Imagine a city where you can connect to the web from any location

Feb 21, 2008 08:58 GMT  ·  By

Networking expert Cisco is reported to join worldwide cities in order to experiment on energy efficiency. Currently present in Seoul, Lisbon, Madrid, San Francisco and Hamburg, the company attempts to find the perfect recipe to spread all over the world.

Cisco has equipped one of San Francisco's municipal buses with wireless networking gear, which allows commuters to surf the web while traveling. The idea is especially useful to the users who are building their route on-the-fly: they can get information on when their connecting bus or train is arriving, or they can use location services to study their best route. The project is expected to make public transportation more appealing and popular. Convincing people to travel by bus rather than by their own cars is aimed at reducing carbon dioxide emissions.

The networking expert has devised yet another approach at urban networking in Amsterdam. Cisco has teamed up with Amsterdam's authorities and hey have jointly built regional smart workstations that will be used as satellite office spaces located near the residential areas.

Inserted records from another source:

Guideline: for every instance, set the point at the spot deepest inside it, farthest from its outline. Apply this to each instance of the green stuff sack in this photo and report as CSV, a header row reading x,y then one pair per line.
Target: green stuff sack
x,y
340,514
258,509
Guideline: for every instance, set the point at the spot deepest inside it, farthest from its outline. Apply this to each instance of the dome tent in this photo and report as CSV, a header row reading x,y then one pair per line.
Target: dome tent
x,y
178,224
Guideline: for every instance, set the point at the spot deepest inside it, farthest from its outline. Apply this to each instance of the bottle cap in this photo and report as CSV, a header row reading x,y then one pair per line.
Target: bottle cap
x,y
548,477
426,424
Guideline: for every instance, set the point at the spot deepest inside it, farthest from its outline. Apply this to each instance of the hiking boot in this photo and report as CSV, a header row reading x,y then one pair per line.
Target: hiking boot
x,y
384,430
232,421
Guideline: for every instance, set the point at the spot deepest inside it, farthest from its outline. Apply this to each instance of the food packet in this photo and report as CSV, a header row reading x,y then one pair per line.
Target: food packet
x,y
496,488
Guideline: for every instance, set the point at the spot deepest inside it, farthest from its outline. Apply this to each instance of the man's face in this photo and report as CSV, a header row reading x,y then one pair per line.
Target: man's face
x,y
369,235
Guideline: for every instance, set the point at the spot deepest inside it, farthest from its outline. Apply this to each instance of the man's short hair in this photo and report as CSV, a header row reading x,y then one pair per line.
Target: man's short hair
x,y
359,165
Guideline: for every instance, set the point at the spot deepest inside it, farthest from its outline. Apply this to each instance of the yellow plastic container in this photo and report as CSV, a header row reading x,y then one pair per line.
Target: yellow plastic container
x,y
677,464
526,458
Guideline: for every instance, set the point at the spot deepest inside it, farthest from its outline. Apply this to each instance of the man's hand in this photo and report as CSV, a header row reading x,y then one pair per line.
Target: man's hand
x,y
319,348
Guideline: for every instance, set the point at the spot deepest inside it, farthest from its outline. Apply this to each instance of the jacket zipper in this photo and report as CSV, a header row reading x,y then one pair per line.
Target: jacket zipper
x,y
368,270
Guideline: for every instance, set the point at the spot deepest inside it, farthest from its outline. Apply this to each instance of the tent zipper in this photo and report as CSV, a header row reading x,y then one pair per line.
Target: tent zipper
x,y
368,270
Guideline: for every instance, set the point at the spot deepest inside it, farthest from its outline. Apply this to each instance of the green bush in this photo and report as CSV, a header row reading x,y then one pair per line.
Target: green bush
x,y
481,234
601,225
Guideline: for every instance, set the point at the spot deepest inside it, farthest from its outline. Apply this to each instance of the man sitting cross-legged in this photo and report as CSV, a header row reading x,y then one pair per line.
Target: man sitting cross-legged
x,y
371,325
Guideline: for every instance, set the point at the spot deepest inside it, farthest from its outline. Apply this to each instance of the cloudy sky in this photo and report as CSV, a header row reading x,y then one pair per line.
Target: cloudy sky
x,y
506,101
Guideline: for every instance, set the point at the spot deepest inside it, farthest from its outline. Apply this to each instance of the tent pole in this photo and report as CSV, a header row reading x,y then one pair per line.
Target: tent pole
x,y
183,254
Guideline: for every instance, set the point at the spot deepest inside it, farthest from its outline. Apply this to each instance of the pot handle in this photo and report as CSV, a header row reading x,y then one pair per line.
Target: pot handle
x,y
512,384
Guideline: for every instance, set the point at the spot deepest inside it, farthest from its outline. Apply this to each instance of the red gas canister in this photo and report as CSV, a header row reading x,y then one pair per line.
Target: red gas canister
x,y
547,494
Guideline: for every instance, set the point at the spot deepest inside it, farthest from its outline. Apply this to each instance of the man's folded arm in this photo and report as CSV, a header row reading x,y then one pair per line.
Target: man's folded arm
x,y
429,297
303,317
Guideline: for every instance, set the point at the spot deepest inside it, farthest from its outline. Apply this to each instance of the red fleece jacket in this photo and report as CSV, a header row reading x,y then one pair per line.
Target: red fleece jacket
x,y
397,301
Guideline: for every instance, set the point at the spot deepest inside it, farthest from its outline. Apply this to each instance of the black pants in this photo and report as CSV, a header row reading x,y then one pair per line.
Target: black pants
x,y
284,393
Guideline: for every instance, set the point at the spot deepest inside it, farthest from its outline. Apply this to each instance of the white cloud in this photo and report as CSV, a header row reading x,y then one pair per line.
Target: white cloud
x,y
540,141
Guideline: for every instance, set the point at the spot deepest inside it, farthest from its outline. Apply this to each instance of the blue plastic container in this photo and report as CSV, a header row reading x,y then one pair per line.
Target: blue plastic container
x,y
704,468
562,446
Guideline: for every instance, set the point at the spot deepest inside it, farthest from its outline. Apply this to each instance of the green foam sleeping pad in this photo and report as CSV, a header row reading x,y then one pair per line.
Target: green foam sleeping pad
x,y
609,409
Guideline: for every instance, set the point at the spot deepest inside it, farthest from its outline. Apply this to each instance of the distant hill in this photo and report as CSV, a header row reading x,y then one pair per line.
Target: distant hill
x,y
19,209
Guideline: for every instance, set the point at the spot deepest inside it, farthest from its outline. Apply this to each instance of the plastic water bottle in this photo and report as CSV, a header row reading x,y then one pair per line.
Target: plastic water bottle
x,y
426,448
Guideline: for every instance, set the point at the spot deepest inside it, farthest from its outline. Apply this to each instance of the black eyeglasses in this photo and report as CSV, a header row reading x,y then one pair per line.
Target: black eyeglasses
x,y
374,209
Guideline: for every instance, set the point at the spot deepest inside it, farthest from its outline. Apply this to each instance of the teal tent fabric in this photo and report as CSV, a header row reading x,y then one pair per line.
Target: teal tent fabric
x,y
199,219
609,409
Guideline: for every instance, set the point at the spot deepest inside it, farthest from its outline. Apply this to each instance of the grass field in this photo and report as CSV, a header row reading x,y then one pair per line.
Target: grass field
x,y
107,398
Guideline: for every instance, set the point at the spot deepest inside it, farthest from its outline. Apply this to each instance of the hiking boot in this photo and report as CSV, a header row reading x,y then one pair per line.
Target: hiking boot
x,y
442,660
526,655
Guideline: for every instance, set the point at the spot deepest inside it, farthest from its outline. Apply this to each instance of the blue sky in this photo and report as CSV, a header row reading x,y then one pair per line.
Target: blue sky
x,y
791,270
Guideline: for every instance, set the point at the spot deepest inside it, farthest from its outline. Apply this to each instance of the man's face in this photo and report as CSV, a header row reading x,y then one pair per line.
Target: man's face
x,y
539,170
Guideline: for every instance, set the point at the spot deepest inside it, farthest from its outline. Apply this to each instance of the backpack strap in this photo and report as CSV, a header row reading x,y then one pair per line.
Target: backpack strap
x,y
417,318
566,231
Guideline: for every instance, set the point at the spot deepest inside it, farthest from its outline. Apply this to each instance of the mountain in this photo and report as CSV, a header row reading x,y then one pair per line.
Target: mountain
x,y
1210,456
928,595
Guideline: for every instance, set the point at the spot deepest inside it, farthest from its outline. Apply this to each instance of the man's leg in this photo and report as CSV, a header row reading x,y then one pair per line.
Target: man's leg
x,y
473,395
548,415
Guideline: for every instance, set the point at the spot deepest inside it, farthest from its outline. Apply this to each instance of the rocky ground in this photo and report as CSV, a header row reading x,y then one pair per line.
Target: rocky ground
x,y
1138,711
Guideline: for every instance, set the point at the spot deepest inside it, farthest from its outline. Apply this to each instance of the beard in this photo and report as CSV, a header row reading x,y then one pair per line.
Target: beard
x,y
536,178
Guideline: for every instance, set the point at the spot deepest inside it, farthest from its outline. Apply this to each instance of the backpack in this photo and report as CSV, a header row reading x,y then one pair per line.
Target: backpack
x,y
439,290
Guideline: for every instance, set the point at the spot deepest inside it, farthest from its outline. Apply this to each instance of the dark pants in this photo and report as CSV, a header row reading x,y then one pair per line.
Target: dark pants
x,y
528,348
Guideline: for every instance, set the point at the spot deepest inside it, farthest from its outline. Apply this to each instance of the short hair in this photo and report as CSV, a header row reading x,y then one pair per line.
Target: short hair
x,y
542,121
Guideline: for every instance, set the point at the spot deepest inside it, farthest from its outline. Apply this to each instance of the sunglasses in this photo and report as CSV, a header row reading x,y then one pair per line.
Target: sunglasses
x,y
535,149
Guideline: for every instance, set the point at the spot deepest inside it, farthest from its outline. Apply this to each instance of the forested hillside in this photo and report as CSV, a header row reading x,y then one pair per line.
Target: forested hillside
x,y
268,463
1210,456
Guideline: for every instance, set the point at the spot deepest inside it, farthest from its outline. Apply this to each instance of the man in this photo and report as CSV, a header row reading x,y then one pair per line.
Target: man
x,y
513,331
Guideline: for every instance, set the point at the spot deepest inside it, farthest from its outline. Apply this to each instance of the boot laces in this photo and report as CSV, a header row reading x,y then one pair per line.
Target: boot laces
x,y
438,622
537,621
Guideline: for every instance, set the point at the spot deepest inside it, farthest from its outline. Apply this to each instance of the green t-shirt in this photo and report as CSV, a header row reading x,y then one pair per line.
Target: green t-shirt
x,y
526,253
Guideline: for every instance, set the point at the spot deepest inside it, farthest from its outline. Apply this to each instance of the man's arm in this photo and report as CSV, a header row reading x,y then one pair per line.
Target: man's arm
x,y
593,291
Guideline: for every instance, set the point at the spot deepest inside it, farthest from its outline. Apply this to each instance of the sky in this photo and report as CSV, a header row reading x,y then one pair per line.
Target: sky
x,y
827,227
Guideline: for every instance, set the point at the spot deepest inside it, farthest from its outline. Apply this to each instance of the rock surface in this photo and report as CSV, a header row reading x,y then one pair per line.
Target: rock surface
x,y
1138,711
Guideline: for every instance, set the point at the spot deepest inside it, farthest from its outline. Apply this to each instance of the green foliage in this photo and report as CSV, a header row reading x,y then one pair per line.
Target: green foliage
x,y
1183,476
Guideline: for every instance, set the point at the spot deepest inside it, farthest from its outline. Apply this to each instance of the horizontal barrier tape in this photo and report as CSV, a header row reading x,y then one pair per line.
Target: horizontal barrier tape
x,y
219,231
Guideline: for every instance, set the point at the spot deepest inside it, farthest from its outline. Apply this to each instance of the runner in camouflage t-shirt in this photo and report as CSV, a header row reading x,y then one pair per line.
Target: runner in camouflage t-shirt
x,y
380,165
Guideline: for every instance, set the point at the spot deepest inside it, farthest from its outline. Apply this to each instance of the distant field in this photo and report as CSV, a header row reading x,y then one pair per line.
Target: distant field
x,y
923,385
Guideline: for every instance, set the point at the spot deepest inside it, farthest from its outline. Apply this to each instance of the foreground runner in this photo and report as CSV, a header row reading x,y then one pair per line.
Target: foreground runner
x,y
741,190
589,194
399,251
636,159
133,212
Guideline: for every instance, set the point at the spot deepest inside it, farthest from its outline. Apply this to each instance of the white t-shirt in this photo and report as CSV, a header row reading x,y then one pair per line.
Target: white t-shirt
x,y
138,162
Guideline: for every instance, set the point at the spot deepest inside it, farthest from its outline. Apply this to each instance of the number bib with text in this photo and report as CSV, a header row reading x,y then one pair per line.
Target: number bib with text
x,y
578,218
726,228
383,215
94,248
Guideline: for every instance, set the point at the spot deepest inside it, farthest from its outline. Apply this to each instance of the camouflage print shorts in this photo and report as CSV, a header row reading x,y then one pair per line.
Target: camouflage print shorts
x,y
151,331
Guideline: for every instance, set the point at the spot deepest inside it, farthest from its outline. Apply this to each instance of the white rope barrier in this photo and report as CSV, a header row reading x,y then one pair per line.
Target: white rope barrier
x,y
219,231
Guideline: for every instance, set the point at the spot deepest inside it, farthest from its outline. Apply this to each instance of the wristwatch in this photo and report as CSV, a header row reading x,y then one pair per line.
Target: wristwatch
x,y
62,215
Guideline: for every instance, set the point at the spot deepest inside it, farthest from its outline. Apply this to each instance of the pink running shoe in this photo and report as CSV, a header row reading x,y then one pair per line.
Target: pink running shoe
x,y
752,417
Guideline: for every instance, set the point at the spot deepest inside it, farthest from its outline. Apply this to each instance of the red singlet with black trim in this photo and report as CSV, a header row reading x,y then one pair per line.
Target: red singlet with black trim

Cisco will also implement a new service for the Amsterdam inhabitants, called the Personal Travel Assistant.

The central piece of the new service is a GPS-based handheld device that will be able to track public transportation vehicles such as buses and trains, and display their current position in plain view. The extra functionality will let commuters see where the bus they are expecting is or when it might arrive.

"We will create a replicate-able system," said Cisco CEO John Chambers, speaking at the Connected Urban Development Conference sponsored by the company in San Francisco this week.

If they get successfully implemented, the urban networking plans will bring significant revenue for the company.